In deze uitspraak van de Rechtbank Zeeland-West-Brabant op 16 augustus 2024, wordt het beroep van de belanghebbende tegen de uitspraak op bezwaar van de heffingsambtenaar behandeld. De heffingsambtenaar had de waarde van de onroerende zaak op 1 januari 2021 vastgesteld op € 432.000, wat leidde tot een aanslag in de onroerendezaakbelastingen voor het jaar 2022. De belanghebbende had bezwaar gemaakt, maar dit werd ongegrond verklaard. Tijdens de zitting op 2 augustus 2024 trok de belanghebbende zijn gronden tegen de WOZ-waarde in, maar er bleef een geschil over de schending van artikel 40, tweede lid, van de Wet WOZ, dat betreft het verstrekken van gegevens die ten grondslag liggen aan de vastgestelde waarde.
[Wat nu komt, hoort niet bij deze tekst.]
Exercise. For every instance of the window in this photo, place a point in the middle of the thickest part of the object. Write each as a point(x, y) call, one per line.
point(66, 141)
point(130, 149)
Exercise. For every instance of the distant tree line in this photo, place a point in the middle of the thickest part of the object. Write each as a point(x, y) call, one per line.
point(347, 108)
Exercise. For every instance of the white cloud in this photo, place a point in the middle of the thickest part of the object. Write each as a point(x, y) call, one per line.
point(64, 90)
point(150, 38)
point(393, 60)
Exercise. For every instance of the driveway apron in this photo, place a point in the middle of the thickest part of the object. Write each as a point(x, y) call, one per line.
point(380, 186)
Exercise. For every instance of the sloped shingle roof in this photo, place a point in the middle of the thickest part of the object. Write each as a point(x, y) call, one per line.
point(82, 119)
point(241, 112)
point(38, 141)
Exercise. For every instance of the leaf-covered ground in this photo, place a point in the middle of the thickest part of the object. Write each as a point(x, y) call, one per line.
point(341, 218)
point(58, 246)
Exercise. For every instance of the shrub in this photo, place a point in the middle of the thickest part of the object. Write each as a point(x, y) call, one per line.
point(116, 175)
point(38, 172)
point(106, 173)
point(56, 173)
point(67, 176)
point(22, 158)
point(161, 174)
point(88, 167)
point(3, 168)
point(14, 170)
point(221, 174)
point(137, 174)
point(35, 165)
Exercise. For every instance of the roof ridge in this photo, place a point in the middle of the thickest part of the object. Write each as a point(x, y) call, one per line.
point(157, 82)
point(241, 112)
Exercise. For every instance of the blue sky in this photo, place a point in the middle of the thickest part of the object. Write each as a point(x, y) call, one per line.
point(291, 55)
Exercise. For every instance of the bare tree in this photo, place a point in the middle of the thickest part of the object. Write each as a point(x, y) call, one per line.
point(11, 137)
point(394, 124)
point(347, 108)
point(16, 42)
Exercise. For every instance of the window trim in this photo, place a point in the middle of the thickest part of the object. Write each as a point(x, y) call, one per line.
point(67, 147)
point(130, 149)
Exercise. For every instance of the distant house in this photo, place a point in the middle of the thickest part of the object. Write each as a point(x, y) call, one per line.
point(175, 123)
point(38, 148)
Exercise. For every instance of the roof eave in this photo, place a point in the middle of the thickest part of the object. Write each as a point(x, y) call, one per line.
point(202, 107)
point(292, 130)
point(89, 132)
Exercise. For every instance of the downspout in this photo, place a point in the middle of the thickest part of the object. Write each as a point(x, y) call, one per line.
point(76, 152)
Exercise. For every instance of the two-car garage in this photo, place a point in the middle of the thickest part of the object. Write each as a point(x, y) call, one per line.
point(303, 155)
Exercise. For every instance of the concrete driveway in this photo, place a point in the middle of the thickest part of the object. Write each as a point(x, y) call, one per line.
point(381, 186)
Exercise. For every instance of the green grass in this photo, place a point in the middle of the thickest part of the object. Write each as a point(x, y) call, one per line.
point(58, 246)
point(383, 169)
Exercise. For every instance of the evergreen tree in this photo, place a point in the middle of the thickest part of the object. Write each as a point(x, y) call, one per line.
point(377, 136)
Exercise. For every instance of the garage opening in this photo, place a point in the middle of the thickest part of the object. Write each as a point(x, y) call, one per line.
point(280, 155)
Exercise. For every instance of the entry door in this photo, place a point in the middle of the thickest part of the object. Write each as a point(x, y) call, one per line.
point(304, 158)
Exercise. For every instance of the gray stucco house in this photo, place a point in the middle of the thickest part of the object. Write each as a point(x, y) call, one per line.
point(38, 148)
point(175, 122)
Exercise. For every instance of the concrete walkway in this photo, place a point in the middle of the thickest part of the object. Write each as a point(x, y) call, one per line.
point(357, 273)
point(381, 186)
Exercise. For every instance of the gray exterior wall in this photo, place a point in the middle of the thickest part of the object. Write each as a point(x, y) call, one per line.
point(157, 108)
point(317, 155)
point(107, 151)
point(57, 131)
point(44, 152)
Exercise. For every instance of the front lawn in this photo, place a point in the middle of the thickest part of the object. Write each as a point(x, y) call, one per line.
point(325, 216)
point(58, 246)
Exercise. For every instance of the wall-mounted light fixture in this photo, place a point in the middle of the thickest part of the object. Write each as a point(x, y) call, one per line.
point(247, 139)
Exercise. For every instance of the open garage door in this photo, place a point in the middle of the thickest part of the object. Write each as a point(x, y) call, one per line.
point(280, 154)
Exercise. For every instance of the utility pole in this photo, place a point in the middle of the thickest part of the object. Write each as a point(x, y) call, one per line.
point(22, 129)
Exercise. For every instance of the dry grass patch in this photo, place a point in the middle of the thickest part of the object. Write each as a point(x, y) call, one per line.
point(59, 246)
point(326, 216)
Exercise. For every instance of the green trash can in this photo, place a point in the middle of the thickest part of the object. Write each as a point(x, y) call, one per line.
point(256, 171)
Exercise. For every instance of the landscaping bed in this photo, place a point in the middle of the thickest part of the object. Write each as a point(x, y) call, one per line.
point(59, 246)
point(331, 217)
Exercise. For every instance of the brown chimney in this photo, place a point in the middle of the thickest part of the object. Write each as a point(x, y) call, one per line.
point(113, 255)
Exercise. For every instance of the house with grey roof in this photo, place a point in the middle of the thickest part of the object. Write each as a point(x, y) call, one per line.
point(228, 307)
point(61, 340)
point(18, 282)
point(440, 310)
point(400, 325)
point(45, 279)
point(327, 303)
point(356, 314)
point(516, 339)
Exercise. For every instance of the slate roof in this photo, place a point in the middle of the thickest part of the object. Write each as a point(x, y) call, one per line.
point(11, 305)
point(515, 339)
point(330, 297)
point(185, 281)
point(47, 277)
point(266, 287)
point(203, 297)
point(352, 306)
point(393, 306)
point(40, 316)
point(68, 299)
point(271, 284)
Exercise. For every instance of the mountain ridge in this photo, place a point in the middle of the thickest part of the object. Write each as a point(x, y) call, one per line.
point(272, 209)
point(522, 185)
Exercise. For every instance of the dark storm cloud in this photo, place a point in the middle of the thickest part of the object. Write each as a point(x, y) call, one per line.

De rechtbank oordeelt dat de heffingsambtenaar artikel 40 van de Wet WOZ heeft geschonden door de gevraagde stukken niet te verstrekken. De rechtbank stelt vast dat de belanghebbende door deze schending benadeeld is, maar dat de heffingsambtenaar de schending heeft hersteld door de stukken alsnog te overleggen in de beroepsfase. Hierdoor is de hoofdzaak beslecht en is de rechtbank van oordeel dat de schending niet leidt tot vernietiging van de uitspraak op bezwaar. De rechtbank wijst de verzoeken om immateriële schadevergoeding wegens overschrijding van de redelijke termijn af, maar kent wel een proceskostenvergoeding toe aan de belanghebbende, die door de heffingsambtenaar moet worden betaald.
De rechtbank concludeert dat het beroep ongegrond is, maar dat de heffingsambtenaar de proceskosten van de belanghebbende moet vergoeden, evenals het griffierecht van € 50. De uitspraak is openbaar gemaakt en partijen zijn geïnformeerd over de mogelijkheid tot hoger beroep.